Meg Whitman, president & CEO of eBay, discussed the future of the Internet during her speech at the annual CEA Leaders In Technology dinner, which was held at the Bellagio Hotel at CES.
CEA president and dinner host Gary Shapiro was gratified that so many top executives from many different industries "took the time to attend CES" and this annual dinner and reception, which was sponsored in part by TWICE. And the 80 government guests, which was about 30 more than last year, included three U.S. Senators, 11 members of the House of Representatives and many other notables.
There were over 400 invitees, including top executives from the consumer electronics, broadcasting, cable, computer, telecommunications and other industries, and five of the 2002 Consumer Electronics Hall of Fame inductees all attended what was the largest turnout ever for this annual event.
In her remarks, titled "How The Internet Breaks Down Barriers," Whitman that computer and consumer electronics sales are now at a $2 billion at eBay. "The second key benefit to the industry is that eBay is now an incremental channel for excess inventory or returns."
Whitman noted that during the 21st century the Web will equal the combined effect "electricity, the telephone and the automobile had on the 20th century."
Concerning eBay and e-commerce in general, Whitman said the click & mortar model can "super-charge the businesses" of traditional companies, while pure-play Internet companies provide products and services that "could not exist in a traditional way. It connects many [vendors] to many [consumers] in a seamless way."

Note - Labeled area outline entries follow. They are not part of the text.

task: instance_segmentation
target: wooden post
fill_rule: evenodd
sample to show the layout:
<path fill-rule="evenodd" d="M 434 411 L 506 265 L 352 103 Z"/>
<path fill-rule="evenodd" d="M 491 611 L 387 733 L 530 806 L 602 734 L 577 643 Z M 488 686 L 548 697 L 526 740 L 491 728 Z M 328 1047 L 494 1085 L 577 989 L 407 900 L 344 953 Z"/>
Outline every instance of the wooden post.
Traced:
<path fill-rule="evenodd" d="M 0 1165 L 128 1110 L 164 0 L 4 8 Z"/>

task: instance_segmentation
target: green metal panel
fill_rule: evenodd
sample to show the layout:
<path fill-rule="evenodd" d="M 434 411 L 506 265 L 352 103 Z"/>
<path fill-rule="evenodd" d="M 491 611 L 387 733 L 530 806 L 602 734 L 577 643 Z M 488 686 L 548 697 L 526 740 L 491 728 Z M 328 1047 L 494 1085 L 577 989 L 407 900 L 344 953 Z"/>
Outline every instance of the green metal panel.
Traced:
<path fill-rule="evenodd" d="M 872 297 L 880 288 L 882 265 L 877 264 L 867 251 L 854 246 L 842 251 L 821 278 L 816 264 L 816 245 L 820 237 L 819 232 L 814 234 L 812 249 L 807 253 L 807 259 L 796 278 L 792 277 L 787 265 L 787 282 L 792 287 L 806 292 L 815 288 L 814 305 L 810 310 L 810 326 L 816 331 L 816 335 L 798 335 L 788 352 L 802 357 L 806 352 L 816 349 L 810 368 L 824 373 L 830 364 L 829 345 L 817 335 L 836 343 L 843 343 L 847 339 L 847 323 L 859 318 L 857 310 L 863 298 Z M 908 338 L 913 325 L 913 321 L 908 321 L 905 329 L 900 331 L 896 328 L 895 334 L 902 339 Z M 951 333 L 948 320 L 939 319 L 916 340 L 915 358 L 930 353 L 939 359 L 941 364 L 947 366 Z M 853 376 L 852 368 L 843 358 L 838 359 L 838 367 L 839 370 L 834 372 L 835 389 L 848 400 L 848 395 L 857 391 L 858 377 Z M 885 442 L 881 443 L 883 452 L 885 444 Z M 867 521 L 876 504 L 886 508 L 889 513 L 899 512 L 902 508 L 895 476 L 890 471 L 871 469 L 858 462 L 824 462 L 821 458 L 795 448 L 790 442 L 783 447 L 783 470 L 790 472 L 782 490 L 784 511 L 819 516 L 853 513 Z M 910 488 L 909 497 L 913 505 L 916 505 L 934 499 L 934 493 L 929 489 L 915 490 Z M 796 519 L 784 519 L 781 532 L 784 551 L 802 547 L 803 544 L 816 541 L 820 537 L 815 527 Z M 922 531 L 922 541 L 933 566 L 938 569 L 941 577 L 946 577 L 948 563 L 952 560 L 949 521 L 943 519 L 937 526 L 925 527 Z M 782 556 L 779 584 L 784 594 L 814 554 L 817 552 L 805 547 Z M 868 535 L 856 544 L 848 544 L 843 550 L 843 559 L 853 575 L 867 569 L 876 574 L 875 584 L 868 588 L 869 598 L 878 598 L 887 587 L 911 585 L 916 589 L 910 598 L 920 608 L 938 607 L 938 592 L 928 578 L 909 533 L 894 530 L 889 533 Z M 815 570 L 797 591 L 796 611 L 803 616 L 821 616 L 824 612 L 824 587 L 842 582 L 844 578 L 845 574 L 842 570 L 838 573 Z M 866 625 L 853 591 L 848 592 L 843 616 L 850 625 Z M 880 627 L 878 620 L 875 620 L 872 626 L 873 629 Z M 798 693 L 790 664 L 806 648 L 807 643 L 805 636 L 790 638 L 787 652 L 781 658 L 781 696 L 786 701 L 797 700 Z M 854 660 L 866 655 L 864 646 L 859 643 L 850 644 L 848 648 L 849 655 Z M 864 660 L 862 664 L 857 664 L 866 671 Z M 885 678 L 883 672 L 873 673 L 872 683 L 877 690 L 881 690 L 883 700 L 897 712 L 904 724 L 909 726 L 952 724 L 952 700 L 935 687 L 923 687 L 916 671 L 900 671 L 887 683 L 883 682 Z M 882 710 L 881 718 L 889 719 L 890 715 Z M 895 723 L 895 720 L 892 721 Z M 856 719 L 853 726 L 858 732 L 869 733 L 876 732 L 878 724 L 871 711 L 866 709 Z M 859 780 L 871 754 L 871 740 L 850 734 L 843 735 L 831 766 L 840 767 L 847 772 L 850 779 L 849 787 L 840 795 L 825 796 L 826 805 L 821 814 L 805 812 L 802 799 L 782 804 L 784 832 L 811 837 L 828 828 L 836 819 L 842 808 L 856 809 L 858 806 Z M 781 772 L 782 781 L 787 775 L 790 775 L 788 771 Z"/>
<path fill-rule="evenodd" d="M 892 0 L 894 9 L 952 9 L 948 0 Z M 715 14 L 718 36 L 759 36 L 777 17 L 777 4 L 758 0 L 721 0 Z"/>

Whitman said that the keys to eBay's success has been, "bringing efficiency to inefficient markets." She said that sellers now have "access to millions of consumers worldwide, and can sell their products at maximum prices" while doing it at "low cost." And the site provides "massive selection … bringing an ease to the [buying process] by consumers."
The eBay executive also called on government leaders in the audience to push for full implementation of broadband efforts and to stop "the invasion of privacy that spam creates." Whitman noted that legislation banning spam anti-harvest legislation, if passed this year, could dramatically help Internet popularity.